Site-specific file permissions and group ownership

On systems where multiple users will generate or use the Tamor analysis, it can useful to have the workflow automatically set shared permissions for the output files. Uncommenting the set_output_group and set_output_umask lines in config/config.yaml will make Tamor try to honour those wishes. As per UNIX convention, a umask of 007 will allow read/write by the owner and designated group, but give no permissions to others.

DNA Sample Metadata

The config/dna_samples.tsv file has 8 columns to be specified with column names:

subjectID<tab>
tumorSampleID<tab>
trueOrFalseTumorHasPCRDuplicates<tab>
germlineSampleID<tab>
trueOrFalseGermlineHasPCRDuplicates<tab>
trueOrFalseGermlineContainsSomeTumor<tab>
oncoTreeCode<tab>
projectID

Details on how to set each column are below.

Sample IDs

The subjectID, tumorSampleID and germlineSampleID must:

  • CONTAIN NO UNDERSCORES

  • The subjectID must be between 6 and 35 characters (due to a PCGR naming limitation)

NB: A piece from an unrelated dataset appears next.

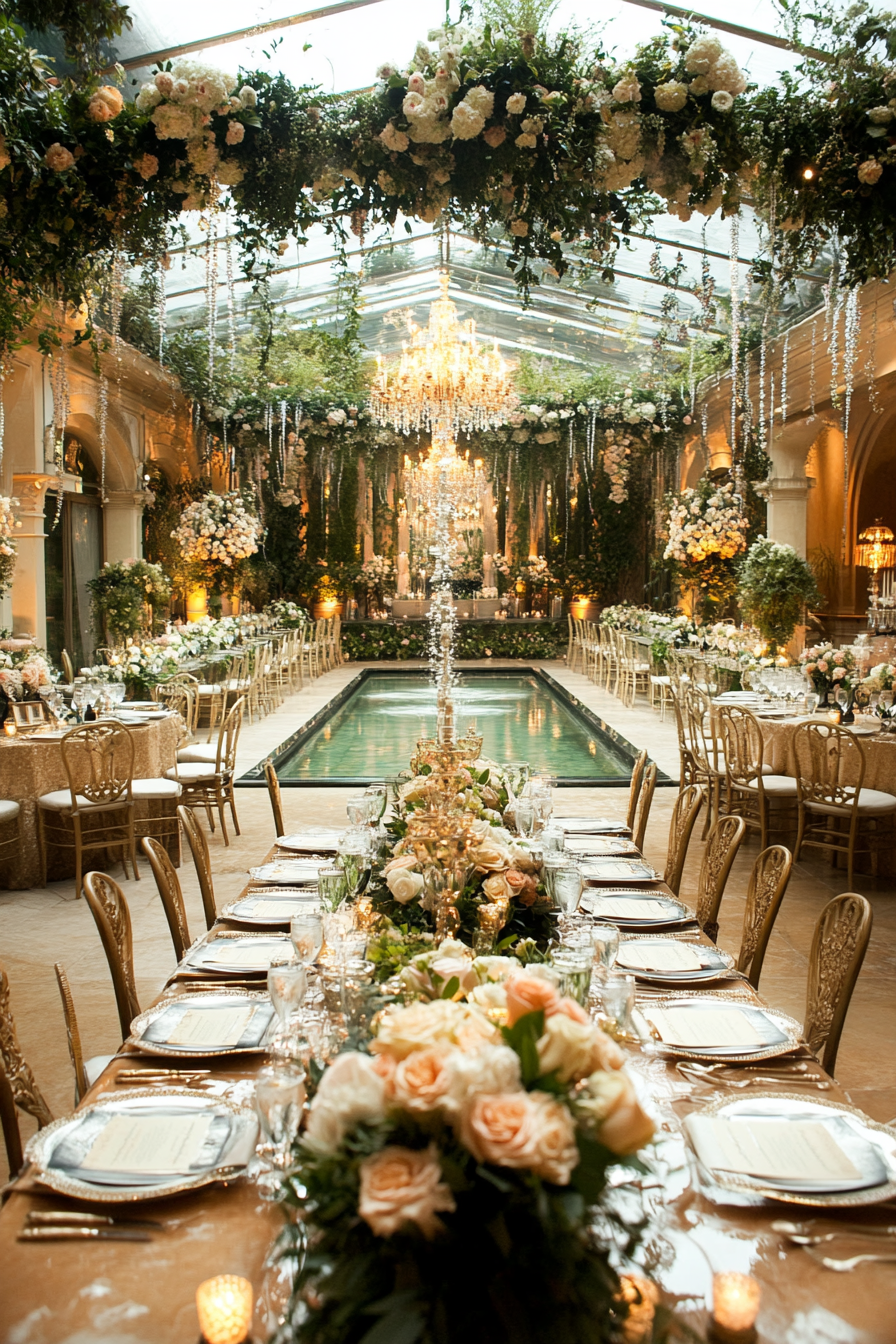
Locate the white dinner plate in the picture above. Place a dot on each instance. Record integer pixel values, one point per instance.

  • tumorSampleID and germlineSampleID must be the exact Sample_Name values you used in your Illumina sequencing sample spreadsheets (see samplesheet section below for details).

Handling PCR duplicates

The third and fifth column tell Dragen whether to consider (in tumor and germline respectively) as PCR duplicates read pairs that map to the same start and end in the reference genome. If you used a PCR-free library prep, set this to False, otherwise set it to True.

Project designation

The eighth column is a unique project ID to which the subject belongs. For example if you have two cohorts of lung and breast cancer, assigning individuals to two projects would be logical. All project output files go into their own output folders, even if they were sequenced together on the same Illumina sequencing runs.

Tumor-in-normal handling

The sixth column of the paired input sample TSV file is usually False, unless your germline sample is from a leukaemia or perhaps a poor quality histology section from a tumor, in which case use True. This instructs Dragen to consider low frequency variants in the germline sample to still show up as somatic variants in the tumor analysis output (see default of 0.05 under tumor_in_normal_tolerance_proportion in config.yaml)

Cancer type designation

For the seventh column, the type of cancer the tumor represent must be coded. This is preferably an OncoTree code. Those codes can be found here: https://oncotree.mskcc.org/ This information will be used to customize some parts of the variant, gene expression, and immune profiling reports. If no cancer type information is available at all, you can use the top-level code in OncoTree: “TISSUE”. While OncoTree codes are preferred, Tamor will also attempt to uniquely map codes from the ICD-O, NCIt, UMLS and HemeOnc systems.

RNA Sample Metadata

The config/rna_samples.tsv file has 5 columns to be specified with column names:

subjectID<tab>
tumorRNASampleID<tab>
matchedTumorDNASampleID<tab>
projectID<tab>
cohortNameForExpressionAnalysis

If you have both normal and tumor RNA samples available, it is critical to list the tumor RNA sample first.
The first RNA sample listed in the file is the one that will be included on the PCGR report for matchedTumorDNASampleID, and typically you want to report out regarding the tumor RNA.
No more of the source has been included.